Bjorn (che in svedese significa “orso”, un soprannome che lo accompagnerà per tutta la carriera, mentre Borg si traduce in “castello”) era l’idolo della folla. Un’icona sportiva spesso circondata da uno stuolo di ragazzine in visibilio, come una moderna rockstar. Ma Borg era anche la quintessenza del professionismo e della scienza applicata al tennis. Da un lato amante della bella vita e delle serate in discoteca, dall’altro freddo calcolatore durante i match. Mai una parola fuori posto, mai un atteggiamento sopra le righe. Riguardando una sua partita non si scorgono gesti di sconforto, né di esagerato giubilo al termine di un punto. Borg era una vera e propria macchina applicata al tennis. Metodo e schemi consolidati ripetuti all’infinito in allenamento e in partita. Lunghi palleggi con traiettorie volte a disegnare il campo in tutta la sua interezza. Fino all’ultimo punto, quello della vittoria. Un tennis che, a prima vista, potrebbe apparire estremamente noioso, ma che cela una strategia studiata meticolosamente a tavolino.
Nei nove anni da professionista, dal 1973 al 1981, Borg conquistò 11 tornei dello slam, praticamente almeno uno ogni anno tranne nella stagione d’esordio. Fu re di Parigi in sei occasioni su otto partecipazioni complessive (saltò l’edizione 1977 in polemica con la Federazione Internazionale e uscì per mano di Adriano Panatta nel 1973 e nel 1976). A Wimbledon inanellò cinque successi consecutivi dal 1976 al 1980, perdendo la finale del 1981. Perse quattro finali dello US Open: una sulla terra verde di Forest Hills e tre sul cemento a New York.
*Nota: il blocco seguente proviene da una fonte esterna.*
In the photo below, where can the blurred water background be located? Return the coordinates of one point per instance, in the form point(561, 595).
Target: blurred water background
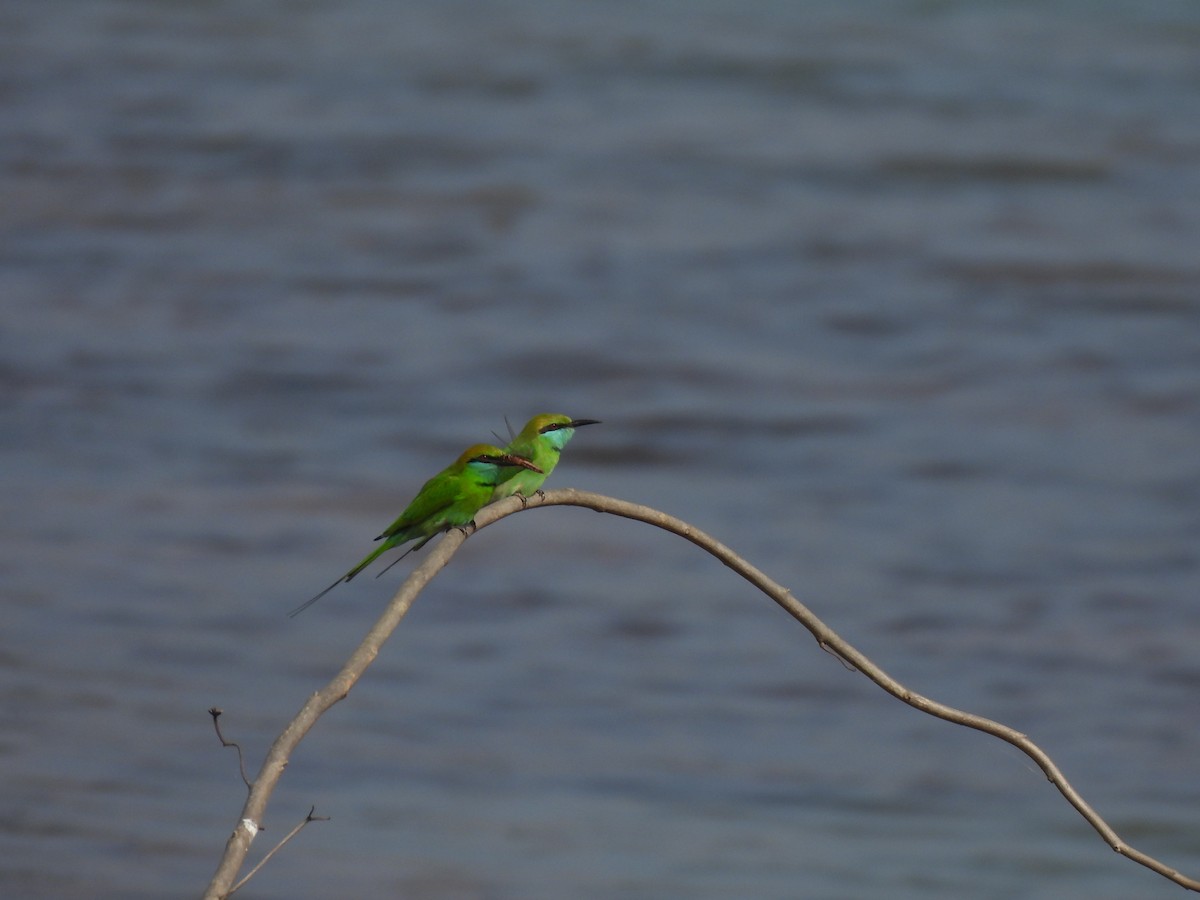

In Australia giocò una sola volta, a inizio carriera, poi non si presentò più allo slam Down Under nemmeno da turista. Nel suo palmarès figurano anche due Masters del circuito Grand Prix e un trionfo alle finali di Dallas del circuito WCT. Vinse, praticamente da solo, la Coppa Davis 1975. A fine anno la classifica del computer lo ha visto guardare tutti dall’alto verso il basso in due sole occasioni. L’algoritmo di calcolo utilizzato nei primi anni dell’era informatica lascia però parecchi dubbi agli appassionati di tennis: il dominio dello svedese sugli avversari e la continuità di rendimento non trovò infatti adeguato riscontro nei freddi numeri del ranking pubblicati ogni lunedì.
Borg era l’uomo del mezzo Slam. Vinceva regolarmente le prime due prove a Parigi e a Wimbledon – centrò la doppietta per tre anni consecutivi, dal 1978 al 1980 – per poi arenarsi sulle rive dell’Hudson: a New York raggiunse quattro volte la finale e ne uscì sempre sconfitto dai colpi mancini dei due più forti tennisti statunitensi dell’epoca, Jimmy “Jimbo” Connors e John McEnroe. Le sconfitte con Connors nel 1978 e con McEnroe nel 1980 interruppero la corsa dello svedese verso un probabile Grande Slam, rendendo così inutile la lunga e dispendiosa trasferta in Australia, in quegli anni relegata a quarta prova da una riforma del calendario che produsse effetti venefici e indusse l’ATP a ritornare sui propri passi e ripristinare il naturale ordine dei quattro Major a partire dalla stagione 1987.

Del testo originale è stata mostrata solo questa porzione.